A new method for holographic measurement of microwave antenna radiation patterns
The rate at which new communications technologies are being developed has been
immense and will continue to intensify for the foreseeable future. This evolution is
fuelled by the desire to meet the wants and needs of the global community, by
developing devices able to offer ever-increasing functionality, with greater
complexity. To achieve this designers are forced to move to higher and higher
The antenna, as one of the fundamental building blocks of any radiated wave system,
and as such, must develop along with the evolution of the communication system be it
for, mobile, satellite or point to point systems. Antenna designers need to be able to
test antenna, to ensure they exhibit the characteristics to which they were designed.
Antenna test becomes progressively more difficult and costly as both, the operating
frequency and the size of the antenna increase, especially for the measurement of the
antenna Far-Field radiation pattern. Either the distance over which the measurement
must be made becomes unfeasibly large or expensive measurement equipment is
required to attain the phase component of the antenna field, where traditional methods
for measuring close to the antenna are applied.
Techniques have been developed to eliminate the need for the expensive phase
measurement at reduced distances. Specifically of interest in this thesis, is the optical
process of Off-Axis holography. The process allows phase information to be retained
in a scalar measurement by use of a phase coherent known reference source.

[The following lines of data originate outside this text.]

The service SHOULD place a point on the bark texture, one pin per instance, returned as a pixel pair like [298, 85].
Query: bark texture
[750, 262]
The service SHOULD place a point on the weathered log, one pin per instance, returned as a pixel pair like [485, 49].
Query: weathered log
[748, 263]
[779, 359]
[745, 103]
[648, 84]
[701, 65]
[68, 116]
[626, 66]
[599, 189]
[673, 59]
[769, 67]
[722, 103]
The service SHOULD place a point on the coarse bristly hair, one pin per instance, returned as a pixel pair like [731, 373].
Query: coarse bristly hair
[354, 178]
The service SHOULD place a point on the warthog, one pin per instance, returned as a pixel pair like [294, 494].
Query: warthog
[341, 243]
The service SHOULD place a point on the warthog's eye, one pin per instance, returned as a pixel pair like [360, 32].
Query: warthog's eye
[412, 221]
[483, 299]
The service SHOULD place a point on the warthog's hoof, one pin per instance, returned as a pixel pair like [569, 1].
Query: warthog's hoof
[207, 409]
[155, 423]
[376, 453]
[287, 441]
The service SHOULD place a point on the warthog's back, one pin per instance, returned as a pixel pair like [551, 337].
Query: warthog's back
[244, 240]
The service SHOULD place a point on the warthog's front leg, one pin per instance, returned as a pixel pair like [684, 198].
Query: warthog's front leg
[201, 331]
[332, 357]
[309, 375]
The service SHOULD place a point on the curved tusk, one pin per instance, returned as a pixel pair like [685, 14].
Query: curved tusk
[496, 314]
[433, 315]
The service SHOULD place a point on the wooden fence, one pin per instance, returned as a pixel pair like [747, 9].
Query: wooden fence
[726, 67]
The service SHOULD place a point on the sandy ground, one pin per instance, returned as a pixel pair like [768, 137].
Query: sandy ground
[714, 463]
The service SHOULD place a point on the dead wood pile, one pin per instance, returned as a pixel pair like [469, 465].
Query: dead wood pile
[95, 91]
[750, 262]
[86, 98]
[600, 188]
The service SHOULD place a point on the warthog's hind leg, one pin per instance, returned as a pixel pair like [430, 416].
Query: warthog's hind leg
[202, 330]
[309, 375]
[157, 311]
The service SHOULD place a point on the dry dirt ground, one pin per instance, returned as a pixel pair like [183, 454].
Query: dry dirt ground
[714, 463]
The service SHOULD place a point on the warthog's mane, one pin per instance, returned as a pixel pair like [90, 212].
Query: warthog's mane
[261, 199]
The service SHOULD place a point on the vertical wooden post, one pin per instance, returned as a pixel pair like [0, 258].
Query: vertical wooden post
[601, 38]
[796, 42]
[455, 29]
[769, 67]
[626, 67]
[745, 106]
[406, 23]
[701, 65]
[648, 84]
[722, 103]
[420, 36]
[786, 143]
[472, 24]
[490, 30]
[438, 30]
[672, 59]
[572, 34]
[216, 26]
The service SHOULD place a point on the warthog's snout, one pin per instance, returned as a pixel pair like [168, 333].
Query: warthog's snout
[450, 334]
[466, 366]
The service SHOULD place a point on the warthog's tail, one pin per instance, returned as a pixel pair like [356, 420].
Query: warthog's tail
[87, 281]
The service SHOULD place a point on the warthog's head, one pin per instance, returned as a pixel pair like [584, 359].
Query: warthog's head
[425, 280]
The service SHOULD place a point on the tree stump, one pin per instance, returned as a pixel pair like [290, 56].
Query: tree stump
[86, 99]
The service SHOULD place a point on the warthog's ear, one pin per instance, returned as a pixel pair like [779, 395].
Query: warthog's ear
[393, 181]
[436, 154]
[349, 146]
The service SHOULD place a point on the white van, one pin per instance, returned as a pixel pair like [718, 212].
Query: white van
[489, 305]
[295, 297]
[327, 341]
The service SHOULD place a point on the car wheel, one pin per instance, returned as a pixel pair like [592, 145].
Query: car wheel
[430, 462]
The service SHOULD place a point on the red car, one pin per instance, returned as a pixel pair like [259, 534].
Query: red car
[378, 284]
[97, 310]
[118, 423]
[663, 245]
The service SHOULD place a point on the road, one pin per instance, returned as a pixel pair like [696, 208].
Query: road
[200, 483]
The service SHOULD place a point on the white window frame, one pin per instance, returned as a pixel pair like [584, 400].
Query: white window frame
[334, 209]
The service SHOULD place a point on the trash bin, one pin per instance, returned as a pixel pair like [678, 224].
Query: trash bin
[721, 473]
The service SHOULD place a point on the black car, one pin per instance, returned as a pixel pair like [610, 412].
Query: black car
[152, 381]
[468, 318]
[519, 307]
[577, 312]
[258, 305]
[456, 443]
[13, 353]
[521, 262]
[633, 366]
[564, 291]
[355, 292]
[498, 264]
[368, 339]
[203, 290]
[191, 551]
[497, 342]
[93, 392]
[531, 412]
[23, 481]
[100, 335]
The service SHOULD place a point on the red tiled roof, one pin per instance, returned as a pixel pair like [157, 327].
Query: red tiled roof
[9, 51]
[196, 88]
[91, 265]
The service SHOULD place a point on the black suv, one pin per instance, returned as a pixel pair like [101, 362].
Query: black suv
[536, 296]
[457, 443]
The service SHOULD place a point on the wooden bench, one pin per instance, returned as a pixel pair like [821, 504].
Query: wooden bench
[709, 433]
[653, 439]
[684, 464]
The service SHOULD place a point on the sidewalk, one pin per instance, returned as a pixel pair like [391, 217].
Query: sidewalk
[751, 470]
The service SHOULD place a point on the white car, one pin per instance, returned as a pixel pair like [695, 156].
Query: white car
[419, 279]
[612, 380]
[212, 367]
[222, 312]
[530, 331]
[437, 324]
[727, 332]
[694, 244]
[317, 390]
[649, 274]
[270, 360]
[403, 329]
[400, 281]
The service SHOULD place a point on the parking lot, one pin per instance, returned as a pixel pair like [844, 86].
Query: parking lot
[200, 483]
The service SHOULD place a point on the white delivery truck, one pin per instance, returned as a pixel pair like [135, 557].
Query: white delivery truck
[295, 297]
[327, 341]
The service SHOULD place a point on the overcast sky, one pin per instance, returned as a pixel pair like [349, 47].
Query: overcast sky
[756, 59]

The
reference desired reference source is a plane wave, which although possible at optical
frequencies with the use of lasers is problematic at microwave frequencies. To date
the plane wave characteristic required has been approximated using conventional
radiating elements, which degrades the quality of the recorded holographic image.
This thesis proposes a novel implementation of the Off-Axis hologram system, for
application in the microwave frequency region. The novel system developed here
addresses the problem of generating the desired plane wave characteristic. The
conventional radiating element used to provide the near plane wave reference is
replaced by a synthetic equivalent, which allows the magnitude and phase of the
reference beam to be directly controlled at every measurement location required.
Practical verification of the novel system proposed has been performed, with
comparisons made between the results obtained from the novel technique and
standard techniques used in industry. The comparisons show that the novel
implementation is valid and able to provide good repeatable results.